Crawler for NMDC networks
What is the meaning of a crawler in a file sharing network? Very simple for me. Something that collects all the files that are shared by clients on that dc network. But collecting all the shared files is a huge task. So, I reduced my task to just collecting metadata and organising that information. Metadata about shared files in a dc network is nothing but the file lists that the client softwares create. The main point of crawling is for stats.
<?xml version="1.0" encoding="utf-8" standalone="yes"?>
<FileListing Version="1" CID="PQ5QETB5G44DH36XGW7INMWHPH6WDDX5KUGCCIY" Base="/" Generator="DC++ 0.843">
<Directory Name="F:_">
<Directory Name="fimap_alpha_v09">
<Directory Name="config">
<File Name="generic.xml" Size="2235" TTH="6BS6CZ2DQJ6LFZYQCKBC6C5GUHSVLPCCJCTM7BQ"/>
<File Name="perl.xml" Size="1685" TTH="JPHFI42ZEPPT4JM772H2Q4W2PDKKTWA4TAE3NDI"/>
<File Name="php.xml" Size="7835" TTH="S7WKKYRMANXTMEP4HCIKM6VNDVLSQTYD5EZHEBY"/>
</Directory>
<Directory Name="doc">
<File Name="AUTHORS" Size="345" TTH="MJ4TIIXYJZF57ZHNSTECX3OZPVX3CQD7AXHAR2Y"/>
<File Name="LICENSE" Size="17987" TTH="MRQYN544QVRPQIB4ZPYDXYGP6KSBZUI2V2J3HHY"/>
<File Name="THX" Size="2642" TTH="PSCYZ37EZYTONNWROEBIMFXEQ3ZIDUQZUIUK4NA"/>
</Directory>
<Directory Name="xgoogle">
<File Name="__init__.py" Size="1354" TTH="7MGPO5Y5SKPOI3FI2Z4QSJNA3PBSXPLOJBIGWHA"/>
<File Name="browser.py" Size="4543" TTH="DWSYNHG46ROVBFFLBM5MO72IMBKXYVTPZDIROHQ"/>
<File Name="sponsoredlinks.py" Size="7999" TTH="EIG7R35X7DAON6INPYBO5OSLCQELVOOSCE4TYHI"/>
</Directory>
<File Name="crawler.py" Size="5873" TTH="6WVCYHBICDJWFRONNTPKB4FUBG4FU2FVDJGQUFQ"/>
<File Name="fimap.py" Size="32569" TTH="TFWMQYA3OAYTJTXIFDMCBGTNX7RUGVZXBTSOESI"/>
</Directory>
<File Name="Andrew Ng- Deep Learning.mp4" Size="244082418" TTH="ZDRCQLMCUCBAN2MTN3NB3V5FHSERQY3XQNPO6KA"/>
</Directory>
</FileListing>
Since a db is needed to store all the data, I decided to use PostgreSQL. The reason being that I had some experience with it as we use the same in OWTF. Writing SQL queries is a pain for this pet project, so I decided to use SQLAlchemy ORM.
Models
There are only two models for this crawler.
- User
- File
Both are joined by a many to many relationship as same file can be with multiple users and a user will have multiple files.
Configuration
The crawler is here. The db settings are present to the end of the file.
:::python
db_settings["DATABASE_IP"] = "127.0.0.1"
db_settings["DATABASE_PORT"] = "5432"
db_settings["DATABASE_NAME"] = "dcrawl"
db_settings["DATABASE_USER"] = "crawl_bot"

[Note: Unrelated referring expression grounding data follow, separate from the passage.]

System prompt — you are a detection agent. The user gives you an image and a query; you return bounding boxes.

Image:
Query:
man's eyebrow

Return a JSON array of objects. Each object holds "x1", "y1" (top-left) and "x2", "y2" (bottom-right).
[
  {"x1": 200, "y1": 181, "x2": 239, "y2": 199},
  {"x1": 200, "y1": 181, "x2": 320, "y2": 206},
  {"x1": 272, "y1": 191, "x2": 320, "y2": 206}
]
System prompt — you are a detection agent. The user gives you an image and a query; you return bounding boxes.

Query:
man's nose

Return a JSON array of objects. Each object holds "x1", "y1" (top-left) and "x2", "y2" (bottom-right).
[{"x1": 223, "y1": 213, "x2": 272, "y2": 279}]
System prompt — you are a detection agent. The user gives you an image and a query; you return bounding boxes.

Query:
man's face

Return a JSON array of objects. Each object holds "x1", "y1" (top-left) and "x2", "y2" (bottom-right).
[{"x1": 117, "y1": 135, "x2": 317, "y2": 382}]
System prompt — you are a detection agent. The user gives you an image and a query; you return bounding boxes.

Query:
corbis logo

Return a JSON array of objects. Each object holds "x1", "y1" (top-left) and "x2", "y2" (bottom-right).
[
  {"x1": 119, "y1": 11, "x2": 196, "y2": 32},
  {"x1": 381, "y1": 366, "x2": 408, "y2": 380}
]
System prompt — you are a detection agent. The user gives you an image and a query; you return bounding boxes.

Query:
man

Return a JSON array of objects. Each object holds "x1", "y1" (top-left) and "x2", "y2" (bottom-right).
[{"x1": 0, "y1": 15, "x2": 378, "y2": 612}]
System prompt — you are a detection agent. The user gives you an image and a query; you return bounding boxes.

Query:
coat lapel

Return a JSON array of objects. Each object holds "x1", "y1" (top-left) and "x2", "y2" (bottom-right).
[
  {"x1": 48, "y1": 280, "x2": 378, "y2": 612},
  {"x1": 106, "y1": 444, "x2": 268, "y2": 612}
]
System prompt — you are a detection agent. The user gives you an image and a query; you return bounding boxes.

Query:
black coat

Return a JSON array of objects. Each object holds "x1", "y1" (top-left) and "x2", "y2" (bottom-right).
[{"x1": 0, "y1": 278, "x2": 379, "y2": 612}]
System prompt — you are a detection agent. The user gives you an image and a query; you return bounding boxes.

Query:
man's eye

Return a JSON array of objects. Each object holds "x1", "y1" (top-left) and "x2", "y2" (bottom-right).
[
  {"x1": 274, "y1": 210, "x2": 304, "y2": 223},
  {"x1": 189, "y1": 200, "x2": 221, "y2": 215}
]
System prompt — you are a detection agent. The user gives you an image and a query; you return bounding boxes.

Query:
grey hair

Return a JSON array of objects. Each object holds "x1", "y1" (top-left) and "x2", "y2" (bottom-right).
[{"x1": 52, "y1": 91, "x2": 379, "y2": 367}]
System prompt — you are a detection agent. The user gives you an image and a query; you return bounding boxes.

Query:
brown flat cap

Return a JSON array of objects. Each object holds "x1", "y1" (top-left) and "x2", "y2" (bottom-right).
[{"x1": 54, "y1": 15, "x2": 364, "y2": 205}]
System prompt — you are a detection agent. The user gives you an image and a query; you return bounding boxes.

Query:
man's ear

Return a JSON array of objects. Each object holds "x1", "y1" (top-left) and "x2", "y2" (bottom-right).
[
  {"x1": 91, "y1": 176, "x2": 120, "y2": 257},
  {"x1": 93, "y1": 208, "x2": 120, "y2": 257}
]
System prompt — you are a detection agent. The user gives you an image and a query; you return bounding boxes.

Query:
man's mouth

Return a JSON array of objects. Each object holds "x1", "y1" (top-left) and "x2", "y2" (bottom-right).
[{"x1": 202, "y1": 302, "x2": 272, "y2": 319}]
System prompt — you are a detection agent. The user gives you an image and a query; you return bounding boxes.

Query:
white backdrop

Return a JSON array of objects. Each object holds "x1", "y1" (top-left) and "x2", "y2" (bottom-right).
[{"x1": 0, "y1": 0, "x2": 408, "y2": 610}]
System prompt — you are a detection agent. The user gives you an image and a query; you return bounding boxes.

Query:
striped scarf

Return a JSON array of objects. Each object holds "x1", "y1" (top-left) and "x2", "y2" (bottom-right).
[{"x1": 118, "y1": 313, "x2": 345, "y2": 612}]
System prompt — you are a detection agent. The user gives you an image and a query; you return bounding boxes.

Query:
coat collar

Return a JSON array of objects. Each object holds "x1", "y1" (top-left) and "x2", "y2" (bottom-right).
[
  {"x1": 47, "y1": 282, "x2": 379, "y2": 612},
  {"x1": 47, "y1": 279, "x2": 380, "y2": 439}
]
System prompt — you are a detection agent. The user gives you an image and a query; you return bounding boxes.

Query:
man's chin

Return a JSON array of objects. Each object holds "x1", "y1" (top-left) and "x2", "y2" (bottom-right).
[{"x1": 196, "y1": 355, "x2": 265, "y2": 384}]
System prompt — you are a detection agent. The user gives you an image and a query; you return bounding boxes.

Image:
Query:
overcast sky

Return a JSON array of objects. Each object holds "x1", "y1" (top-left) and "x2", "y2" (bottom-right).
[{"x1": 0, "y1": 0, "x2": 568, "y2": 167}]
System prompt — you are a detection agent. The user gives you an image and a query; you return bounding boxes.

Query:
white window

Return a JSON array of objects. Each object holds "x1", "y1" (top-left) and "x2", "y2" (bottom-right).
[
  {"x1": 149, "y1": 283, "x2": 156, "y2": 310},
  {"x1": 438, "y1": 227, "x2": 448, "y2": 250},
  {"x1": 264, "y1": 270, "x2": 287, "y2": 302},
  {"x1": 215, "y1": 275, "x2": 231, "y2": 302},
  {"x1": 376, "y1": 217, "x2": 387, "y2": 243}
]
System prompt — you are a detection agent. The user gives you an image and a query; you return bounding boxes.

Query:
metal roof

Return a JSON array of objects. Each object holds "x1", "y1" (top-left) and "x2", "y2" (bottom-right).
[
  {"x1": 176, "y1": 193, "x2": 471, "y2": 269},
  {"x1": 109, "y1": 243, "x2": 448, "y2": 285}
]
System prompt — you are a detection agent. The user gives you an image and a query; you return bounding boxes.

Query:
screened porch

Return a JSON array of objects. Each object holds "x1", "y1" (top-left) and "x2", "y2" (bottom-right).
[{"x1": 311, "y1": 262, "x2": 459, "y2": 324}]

db_settings["DATABASE_PASS"] = "crawl_bot"
Usage
-
Get the crawler script, better if you get the whole repo
-
Configure the database settings, i.e create the db role and db if necessary. There is a helper script called db_setup.sh script in the repo
-
Since this was an experimental project, if you wish to listen/crawl a particular hub, you have to edit the crawler. Find the following line and change the ip and port to the desired value.
:::python hub = NMDCClient("10.8.20.21", 4112, db_settings)
-
Now, you are ready. Use one of the following commands
:::bash python2 nmdc.py listen # Will connect to a hub and just be in listen mode i.e will keep printing to screen what it gets python2 nmdc.py collect # Will collect file lists from the users and place the xml files in a folder named file_lists python2 nmdc.py analyse # Will parse the collected files in the file_lists folder and add them to the db with proper relationships with the user
Working
- See the source code :P